Liberty Property Trust and Synterra Partners have just broken ground on Five Crescent Drive, a 205,000-square-foot office building in Philadelphia that will become home to GlaxoSmithKline. Liberty will spend $82 million to develop the build-to suit facility, which will be located at the 70-acre Navy Yard Corporate Center within the 1,200-acre office, R&D and industrial Navy Yard compound along the waterfront.

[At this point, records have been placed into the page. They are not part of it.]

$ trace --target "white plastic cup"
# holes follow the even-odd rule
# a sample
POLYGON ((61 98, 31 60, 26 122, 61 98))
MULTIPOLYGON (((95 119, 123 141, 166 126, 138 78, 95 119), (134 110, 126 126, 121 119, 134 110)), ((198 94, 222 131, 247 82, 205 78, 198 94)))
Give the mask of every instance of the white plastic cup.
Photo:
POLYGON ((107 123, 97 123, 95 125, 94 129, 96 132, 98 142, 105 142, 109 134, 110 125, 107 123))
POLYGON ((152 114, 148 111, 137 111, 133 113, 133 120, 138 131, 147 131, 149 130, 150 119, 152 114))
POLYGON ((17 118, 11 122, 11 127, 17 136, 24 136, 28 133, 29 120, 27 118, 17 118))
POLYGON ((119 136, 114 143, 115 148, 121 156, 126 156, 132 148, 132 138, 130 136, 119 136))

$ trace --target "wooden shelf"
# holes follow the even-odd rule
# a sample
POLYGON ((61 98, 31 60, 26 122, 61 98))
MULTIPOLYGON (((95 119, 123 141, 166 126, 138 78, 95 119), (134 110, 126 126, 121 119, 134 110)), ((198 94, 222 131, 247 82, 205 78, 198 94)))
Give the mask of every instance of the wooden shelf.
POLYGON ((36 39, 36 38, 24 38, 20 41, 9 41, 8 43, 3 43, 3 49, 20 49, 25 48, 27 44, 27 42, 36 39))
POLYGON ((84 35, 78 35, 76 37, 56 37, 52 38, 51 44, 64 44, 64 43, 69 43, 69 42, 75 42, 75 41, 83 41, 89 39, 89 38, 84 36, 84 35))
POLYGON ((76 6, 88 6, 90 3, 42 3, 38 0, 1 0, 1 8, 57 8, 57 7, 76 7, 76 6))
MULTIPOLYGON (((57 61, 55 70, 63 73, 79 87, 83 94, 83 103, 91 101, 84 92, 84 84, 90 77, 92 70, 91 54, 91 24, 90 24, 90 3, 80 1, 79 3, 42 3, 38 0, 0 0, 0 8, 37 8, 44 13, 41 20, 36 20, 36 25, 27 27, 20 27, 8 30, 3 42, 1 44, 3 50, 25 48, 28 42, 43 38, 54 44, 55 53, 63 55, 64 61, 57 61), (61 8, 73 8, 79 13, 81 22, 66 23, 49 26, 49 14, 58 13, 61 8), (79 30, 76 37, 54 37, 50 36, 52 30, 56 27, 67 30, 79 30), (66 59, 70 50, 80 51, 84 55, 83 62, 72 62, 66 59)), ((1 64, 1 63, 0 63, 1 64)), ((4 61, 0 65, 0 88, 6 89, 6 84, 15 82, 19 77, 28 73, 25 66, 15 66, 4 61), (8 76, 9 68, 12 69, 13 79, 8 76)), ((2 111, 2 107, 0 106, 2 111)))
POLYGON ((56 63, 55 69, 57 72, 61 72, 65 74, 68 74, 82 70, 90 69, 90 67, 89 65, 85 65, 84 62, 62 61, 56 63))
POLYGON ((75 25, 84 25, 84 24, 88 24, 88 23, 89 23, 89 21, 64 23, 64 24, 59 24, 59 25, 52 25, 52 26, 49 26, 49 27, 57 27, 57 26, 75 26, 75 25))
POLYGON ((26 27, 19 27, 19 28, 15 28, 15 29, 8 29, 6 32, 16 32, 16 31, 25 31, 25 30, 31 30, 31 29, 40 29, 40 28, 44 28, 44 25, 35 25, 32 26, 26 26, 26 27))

In addition to premier accommodations, GSK’s new facility will feature a bevy of conveniences including a fitness center, a restaurant, retail services and parking. The celebrated architectural firm of Robert A.M. Stern Associates is behind the design of the four-story structure, which will be an exceedingly green property, as is characteristic of all of GSK’s developments. The building has been designed to achieve LEED Platinum certification from the U.S. Green Building Council.

A certain rapport already exists between the developer, the architectural firm and the tenant.

“Starting with a fresh canvas, we have created a dynamic, invigorating workplace for the 21st century,” John Gattuso, regional director and senior vice president with Liberty Property Trust, commented. “Our long relationship with GSK, our lengthy and productive association with Robert A.M. Stern and our experience in creating sustainable workplaces that enhance comfort and productivity have inspired the design of this unique environment.”

GSK will occupy its new home under a 15.5 year lease and relocate all staff from its current digs at One and Three Franklin Plaza, located about five miles from the Navy Yard, no later than the first quarter of 2013.

As it currently stands, GSK will be leaving a nice chunk of office space behind once it makes the move to its new building, and the Philadelphia office market will have to improve a great deal between now and then if it is going to absorb the excess space expeditiously. As of the close of the first quarter, the office vacancy rate in the city’s CBD was 24.2 percent, according to a report by commercial real estate services firm Grubb & Ellis.